Pour que le récit soit intelligible, tant dans le propos que visuellement, il existe quelques règles simples à respecter. Toute règle peut bien entendu être enfreinte, et cela fait régulièrement l’objet de tentatives de se singulariser, mais le résultat est souvent décevant.

La valeur de plan

Chaque valeur de plan porte un nom :

A vous de choisir la valeur de plan en fonction du contexte. Les plans plus larges seront utilisés afin de situer le lieu de tournage si cela est justifié. Les plans les plus serrés sur le visage du personnage portent l’attention du spectateur sur le regard et donc les sentiments exprimés. Dans le cadre de vidéos pédagogiques, ce sont en général les plans taille et poitrine qui sont préférés.

La règle des tiers

La façon de préserver la composition du plan choisi est de respecter la règle des tiers. Cette dernière consiste à situer approximativement la tête, le visage ou les yeux (en fonction du plan) sur une ligne horizontale imaginaire située sur le tiers supérieur de l’image.

Le regard

Lorsque nous écoutons un interlocuteur nous cherchons naturellement le contact visuel. Ce dernier est donc important également dans les vidéos pédagogiques. Si la vidéo veut exprimer le fait que le professeur s’adresse directement à l’apprenant, on privilégiera un cadrage face caméra, où le professeur regarde droit dans l’objectif de la caméra (comme s’il parlait à l’apprenant qui se trouve face à lui).

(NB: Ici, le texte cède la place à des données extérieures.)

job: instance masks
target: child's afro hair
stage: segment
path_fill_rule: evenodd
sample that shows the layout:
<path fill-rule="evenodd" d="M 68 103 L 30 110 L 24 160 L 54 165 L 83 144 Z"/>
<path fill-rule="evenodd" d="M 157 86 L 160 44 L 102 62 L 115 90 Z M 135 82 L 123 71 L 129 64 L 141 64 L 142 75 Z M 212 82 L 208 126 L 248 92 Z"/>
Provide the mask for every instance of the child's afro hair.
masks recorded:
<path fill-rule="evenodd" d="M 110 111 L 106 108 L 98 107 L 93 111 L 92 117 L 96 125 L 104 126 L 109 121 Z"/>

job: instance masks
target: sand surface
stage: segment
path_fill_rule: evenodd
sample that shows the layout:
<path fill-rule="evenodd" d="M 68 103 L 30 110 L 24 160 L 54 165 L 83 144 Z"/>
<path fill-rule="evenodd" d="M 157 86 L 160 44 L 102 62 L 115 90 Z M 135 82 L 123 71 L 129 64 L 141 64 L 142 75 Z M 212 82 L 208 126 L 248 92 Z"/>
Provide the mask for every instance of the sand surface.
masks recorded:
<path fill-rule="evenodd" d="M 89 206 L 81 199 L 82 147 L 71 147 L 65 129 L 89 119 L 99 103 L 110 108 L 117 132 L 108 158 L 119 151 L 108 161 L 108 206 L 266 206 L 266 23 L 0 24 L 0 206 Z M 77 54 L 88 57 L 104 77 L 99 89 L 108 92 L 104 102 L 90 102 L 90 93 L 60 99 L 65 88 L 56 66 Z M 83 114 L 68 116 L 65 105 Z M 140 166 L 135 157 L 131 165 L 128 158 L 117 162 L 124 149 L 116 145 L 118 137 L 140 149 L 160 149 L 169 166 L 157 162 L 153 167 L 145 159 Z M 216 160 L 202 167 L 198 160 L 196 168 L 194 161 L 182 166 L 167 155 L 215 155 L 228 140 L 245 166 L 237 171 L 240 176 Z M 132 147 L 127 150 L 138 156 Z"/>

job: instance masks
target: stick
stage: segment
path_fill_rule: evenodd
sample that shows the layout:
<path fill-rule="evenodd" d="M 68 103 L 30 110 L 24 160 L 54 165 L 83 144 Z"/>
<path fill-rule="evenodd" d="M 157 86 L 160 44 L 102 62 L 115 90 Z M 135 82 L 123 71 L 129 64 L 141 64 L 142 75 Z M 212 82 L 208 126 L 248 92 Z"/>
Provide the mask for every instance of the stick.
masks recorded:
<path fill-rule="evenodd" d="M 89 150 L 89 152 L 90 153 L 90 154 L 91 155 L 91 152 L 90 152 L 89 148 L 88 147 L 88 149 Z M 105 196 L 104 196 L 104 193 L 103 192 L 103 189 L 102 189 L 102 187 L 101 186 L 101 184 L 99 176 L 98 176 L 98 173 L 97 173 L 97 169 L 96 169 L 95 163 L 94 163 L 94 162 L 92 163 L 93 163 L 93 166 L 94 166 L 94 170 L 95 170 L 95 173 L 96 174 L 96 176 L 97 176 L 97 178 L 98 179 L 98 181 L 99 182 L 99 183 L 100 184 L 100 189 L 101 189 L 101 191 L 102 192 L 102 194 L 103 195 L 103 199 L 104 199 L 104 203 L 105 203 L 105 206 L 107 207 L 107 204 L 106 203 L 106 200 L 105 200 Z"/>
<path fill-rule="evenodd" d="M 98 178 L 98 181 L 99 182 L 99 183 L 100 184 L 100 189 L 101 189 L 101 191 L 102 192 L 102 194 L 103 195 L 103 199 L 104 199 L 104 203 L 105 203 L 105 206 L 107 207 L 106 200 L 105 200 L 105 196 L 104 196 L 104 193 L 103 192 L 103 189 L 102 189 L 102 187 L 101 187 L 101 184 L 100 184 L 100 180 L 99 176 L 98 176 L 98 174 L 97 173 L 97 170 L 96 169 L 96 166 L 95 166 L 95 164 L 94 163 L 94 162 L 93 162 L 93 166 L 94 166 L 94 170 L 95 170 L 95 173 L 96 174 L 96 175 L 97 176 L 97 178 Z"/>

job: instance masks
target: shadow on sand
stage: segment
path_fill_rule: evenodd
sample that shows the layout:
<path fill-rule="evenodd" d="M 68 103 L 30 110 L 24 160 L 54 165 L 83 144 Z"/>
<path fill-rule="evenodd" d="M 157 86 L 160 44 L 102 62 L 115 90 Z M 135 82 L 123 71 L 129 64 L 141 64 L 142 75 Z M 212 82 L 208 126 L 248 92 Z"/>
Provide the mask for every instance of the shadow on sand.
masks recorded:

Exemple de cadrage avec un regard face caméra

Dans certains contextes, le sujet filmé ne s’adresse pas directement au spectacteur qui regarde la vidéo mais s’adresse à une tierce personne : journaliste ou intervieweur. La personne qui regarde la vidéo est alors spectatrice d’un dialogue qui se déroule entre deux autres individus. C’est le cas dans les reportages en général (JT…). Dans les vidéos pédagogiques, ce cas de figure est rencontré lors d’interviews d’experts par exemple. Dès lors, le sujet filmé ne regarde pas droit dans la caméra mais regarde légèrement de biais, car il parle en réalité à quelqu’un qui se trouve juste à côté de la caméra. Et ceci, même si l’intervieweur n’apparait pas dans le champ.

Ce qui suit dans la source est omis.